Markets were pricing in a 92 per cent probability that the Fed would hold interest rates steady on Wednesday, according to data compiled by Refinitiv and based on interest rate derivatives prices.
“The consensus view is that inflation is on a path lower, the economy is slowing but not contracting, and the Fed will chill and reassess in July,” said Mike Zigmont, head of research and trading at Harvest Volatility.
The dollar, which weakens when investors expect lower rates, lost 0.3 per cent against a basket of six peer currencies.
The yield on the US two-year Treasury, which is more sensitive to monetary policy expectations, rose 0.08 percentage points to 4.67 per cent, while the yield on the 10-year note added 0.05 percentage points to 3.81 per cent. Bond yields rise as prices fall.
The moves come a day after the S&P 500 and the Nasdaq reached their highest levels in 14 months.
In Europe, the region-wide Stoxx 600 and France’s CAC 40 ended the day 0.6 per cent higher, while Germany’s Dax climbed 0.8 per cent.
Economists are still confident the European Central Bank will raise its deposit rate by another quarter-percentage point when policymakers meet on Thursday.
In the UK, strong wage data pushed short-term gilt yields above the level reached during the turmoil following former prime minister Liz Truss’s “mini” Budget last autumn, raising the likelihood that the Bank of England will increase rates further.

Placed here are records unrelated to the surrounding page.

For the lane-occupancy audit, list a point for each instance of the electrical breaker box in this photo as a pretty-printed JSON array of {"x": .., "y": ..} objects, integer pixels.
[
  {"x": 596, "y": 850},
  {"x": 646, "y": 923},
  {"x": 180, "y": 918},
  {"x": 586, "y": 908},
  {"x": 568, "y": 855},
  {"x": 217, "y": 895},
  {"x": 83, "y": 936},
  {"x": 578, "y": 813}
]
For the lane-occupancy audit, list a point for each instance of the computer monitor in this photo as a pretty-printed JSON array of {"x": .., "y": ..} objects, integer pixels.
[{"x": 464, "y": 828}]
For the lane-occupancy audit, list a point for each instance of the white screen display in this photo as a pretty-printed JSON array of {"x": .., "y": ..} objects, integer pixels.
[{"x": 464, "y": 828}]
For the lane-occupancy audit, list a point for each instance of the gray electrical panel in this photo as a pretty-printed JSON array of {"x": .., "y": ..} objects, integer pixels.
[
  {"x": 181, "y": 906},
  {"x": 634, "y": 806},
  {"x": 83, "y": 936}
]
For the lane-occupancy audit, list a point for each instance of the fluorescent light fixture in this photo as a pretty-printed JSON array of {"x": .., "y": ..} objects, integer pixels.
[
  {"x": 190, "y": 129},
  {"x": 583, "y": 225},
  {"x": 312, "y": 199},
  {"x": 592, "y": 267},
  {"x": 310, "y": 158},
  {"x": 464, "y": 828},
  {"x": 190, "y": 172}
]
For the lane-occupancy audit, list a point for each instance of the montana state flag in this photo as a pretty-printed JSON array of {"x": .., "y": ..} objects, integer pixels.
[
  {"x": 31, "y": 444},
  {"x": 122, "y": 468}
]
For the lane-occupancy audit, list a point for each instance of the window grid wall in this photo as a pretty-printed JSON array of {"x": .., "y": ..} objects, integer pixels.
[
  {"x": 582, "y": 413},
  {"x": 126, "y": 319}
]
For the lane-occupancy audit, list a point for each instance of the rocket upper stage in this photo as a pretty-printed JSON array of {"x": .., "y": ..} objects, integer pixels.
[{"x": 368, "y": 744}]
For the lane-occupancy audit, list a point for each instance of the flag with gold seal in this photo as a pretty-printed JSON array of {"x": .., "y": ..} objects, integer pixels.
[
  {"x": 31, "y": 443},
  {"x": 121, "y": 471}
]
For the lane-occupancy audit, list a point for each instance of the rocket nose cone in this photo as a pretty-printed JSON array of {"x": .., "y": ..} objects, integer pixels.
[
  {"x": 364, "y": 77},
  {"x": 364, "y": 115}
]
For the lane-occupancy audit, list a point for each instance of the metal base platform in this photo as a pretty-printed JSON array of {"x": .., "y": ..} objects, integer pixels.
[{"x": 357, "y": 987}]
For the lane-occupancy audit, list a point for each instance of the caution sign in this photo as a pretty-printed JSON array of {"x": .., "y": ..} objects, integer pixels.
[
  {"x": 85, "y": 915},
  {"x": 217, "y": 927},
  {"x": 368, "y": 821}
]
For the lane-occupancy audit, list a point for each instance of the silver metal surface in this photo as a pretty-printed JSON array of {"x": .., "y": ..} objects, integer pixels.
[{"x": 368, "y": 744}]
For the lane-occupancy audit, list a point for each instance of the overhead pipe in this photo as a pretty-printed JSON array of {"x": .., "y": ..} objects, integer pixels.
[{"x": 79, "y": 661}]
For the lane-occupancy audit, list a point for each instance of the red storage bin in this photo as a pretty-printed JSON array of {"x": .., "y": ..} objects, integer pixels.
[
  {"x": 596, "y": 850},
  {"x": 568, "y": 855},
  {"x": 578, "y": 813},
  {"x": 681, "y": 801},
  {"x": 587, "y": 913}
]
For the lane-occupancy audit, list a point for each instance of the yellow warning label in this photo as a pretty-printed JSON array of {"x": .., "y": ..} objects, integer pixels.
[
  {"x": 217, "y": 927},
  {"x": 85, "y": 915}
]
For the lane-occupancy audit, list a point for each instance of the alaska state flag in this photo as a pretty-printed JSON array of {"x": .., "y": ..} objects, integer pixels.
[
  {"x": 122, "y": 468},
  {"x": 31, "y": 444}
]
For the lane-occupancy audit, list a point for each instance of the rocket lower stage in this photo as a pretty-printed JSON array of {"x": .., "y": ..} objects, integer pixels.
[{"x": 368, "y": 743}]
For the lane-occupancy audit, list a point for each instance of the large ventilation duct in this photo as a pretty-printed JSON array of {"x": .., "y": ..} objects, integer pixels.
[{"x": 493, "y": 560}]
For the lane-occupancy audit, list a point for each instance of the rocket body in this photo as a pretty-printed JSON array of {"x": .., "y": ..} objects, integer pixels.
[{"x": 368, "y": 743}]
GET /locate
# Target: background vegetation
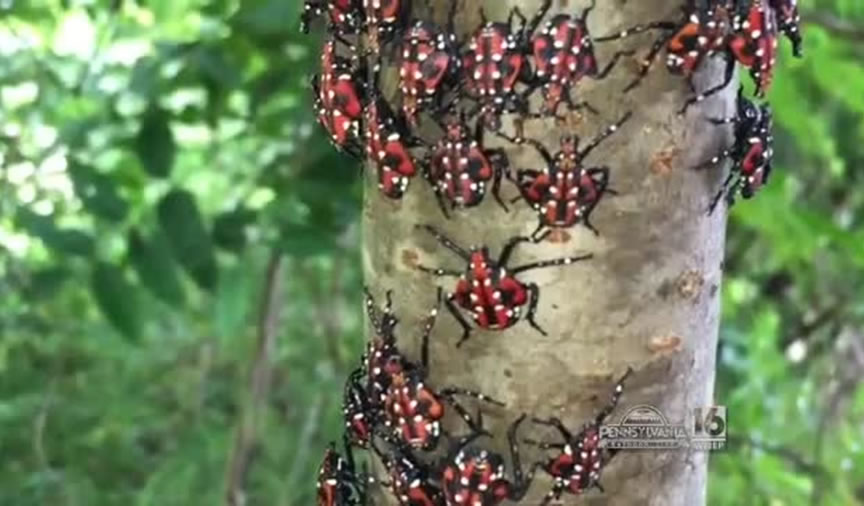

“With all signs suggesting that inflationary pressures are failing to ease, and may well be rebuilding against the BoE’s expectations, the [labour market] data will send shockwaves through Threadneedle Street,” said Nick Rees, forex market analyst at Monex Europe.
The yield on the two-year gilt rose 0.26 percentage points to 4.89 per cent, compared with the peak of 4.64 per cent in late September.